E allora capisco che poco importa chi sia stato a scrivere quella vergogna. Se vogliamo, noi azzurri, mostrare la nostra diversità - e sono convinto vi sia - dobbiamo ribellarci a questa aberrazione. Andare, il prossimo fine settimana, a pulire quella serranda. E lo dice uno che lo sfottó lo ama, anche su muri e altri arredi urbani, pubblici o privati: trovo meravigliosa quella scala che porta da via Montaldo a Marassi, a Genova, che a ogni derby, promozione e retrocessione diventa rossoblu o blucerchiata. E mi farebbe ridere un Ciuccio a cavallo di una zebra, o viceversa, dopo lo scontro diretto, a seconda del risultato, sul muro di quel club o sul suo avvolgibile.
Ma augurare la morte a un avversario, o gioire di tragedie accadutegli, no. Mai.
Ricordo bene quella sera di più di 30 anni fa. Mio padre davanti al televisore in bianco e nero che vedeva tifosi e calciatori bianconeri. Era lì per gufare. E anche io. Perché noi italiani siamo così (anche se, confesso, la bella Juve dell'anno scorso contro il potente e arrogante Barcellona ha avuto il mio supporto). Poi succede l'impensabile, un atroce mix di violenza cieca, paura, inadeguatezza strutturale, incapacità varie. Trentanove persone muoiono. Padri di famiglia, bambini, ragazzi. Mio padre ha le lacrime agli occhi, io tremo dalla rabbia. Sì, dalla rabbia. E provo ancora quella sensazione, perché amo il calcio come poche altre cose al mondo e quell'orrore colpiva e colpisce ancora al cuore ciò che me ne ha fatto innamorare.
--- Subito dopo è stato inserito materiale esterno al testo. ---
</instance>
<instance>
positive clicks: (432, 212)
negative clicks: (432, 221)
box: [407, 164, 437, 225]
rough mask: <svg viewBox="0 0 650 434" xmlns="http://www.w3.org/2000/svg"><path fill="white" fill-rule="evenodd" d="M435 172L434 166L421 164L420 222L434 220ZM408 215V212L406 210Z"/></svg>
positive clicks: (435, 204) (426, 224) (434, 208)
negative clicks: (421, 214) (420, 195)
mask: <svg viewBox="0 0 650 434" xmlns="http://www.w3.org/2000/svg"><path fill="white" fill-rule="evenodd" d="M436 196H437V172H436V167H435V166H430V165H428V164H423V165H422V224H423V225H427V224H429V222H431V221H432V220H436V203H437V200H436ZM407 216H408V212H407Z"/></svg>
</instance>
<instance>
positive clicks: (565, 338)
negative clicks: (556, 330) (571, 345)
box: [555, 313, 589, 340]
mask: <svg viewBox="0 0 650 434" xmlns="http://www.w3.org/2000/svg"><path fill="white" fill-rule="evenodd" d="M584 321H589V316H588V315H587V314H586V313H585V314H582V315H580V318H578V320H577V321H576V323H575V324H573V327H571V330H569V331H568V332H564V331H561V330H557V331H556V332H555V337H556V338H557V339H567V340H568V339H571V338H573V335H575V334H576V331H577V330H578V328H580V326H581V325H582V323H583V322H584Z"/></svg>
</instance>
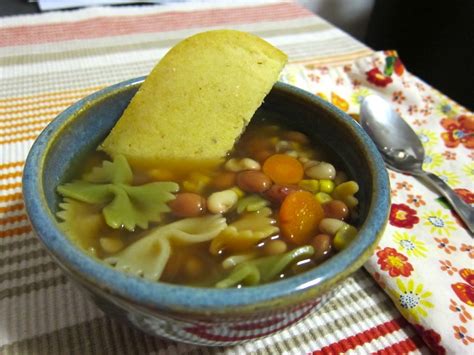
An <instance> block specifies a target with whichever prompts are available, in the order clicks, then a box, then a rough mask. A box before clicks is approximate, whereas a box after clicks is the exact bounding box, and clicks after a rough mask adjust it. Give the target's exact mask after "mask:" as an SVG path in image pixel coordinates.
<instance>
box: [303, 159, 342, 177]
mask: <svg viewBox="0 0 474 355" xmlns="http://www.w3.org/2000/svg"><path fill="white" fill-rule="evenodd" d="M305 173H306V175H307V176H309V177H310V178H311V179H318V180H321V179H328V180H333V179H334V177H335V176H336V169H335V168H334V166H333V165H332V164H329V163H326V162H323V161H322V162H320V163H319V164H316V165H313V166H309V168H306V170H305Z"/></svg>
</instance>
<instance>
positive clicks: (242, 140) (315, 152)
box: [58, 114, 357, 287]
Allora lo dico chiaro e tondo: se scrivi, canti, urli o anche solo pensi "meno 39" sei come chi attacca la mamma di Ciro o giustifica ed esulta per la sua morte. Napoletano, milanista, interista, foggiano o islandese che tu sia. Anzi, sei 39 volte peggiore di lui. Non mi interessa chi sia stato, ma possiamo andare lì a portare solidarietà, aiuto e vernice. Scrivere di una rivalità in maniera divertente, fare graffiti irriverenti, usare gli stessi strumenti di quegli idioti per cambiare il verso di un atto incivile, di qualsiasi colore sia. Noi possiamo colorare la reazione ad esso.
Ed è giusto dire che se sui social i bianconeri sono spesso leoni, anzi zebre da tastiera buoni solo a linciare in branco, vigliaccamente e senza ironia, sanno solo venire a galla quando vincono (spesso, ma come gli bruciava stare sotto), allo stadio, anzi allo Stadium, sono notevolmente migliorati. Da quelli che hanno messo lo striscione contro il divieto delle trasferte fino all'enorme "+39 rispetto" passando per l'assenza di cori contro il Vesuvio (vero è che senza avversari nessuno poteva sentirla), quella civiltà è stata una bella sorpresa. Speriamo duratura.
E allora a Eboli andiamoci tutti. Perché possiamo essere uniti nella condanna. Sperando che in futuro sapranno fare lo stesso con noi. Perché per me rimarrà sempre un mistero come augurarsi lo sterminio di un popolo, inneggiare a un'epidemia letale, cantare la distruzione di una città sia definito da goliardia dagli stessi che si indignano per ciò che è accaduto allo Juventus Club Eboli.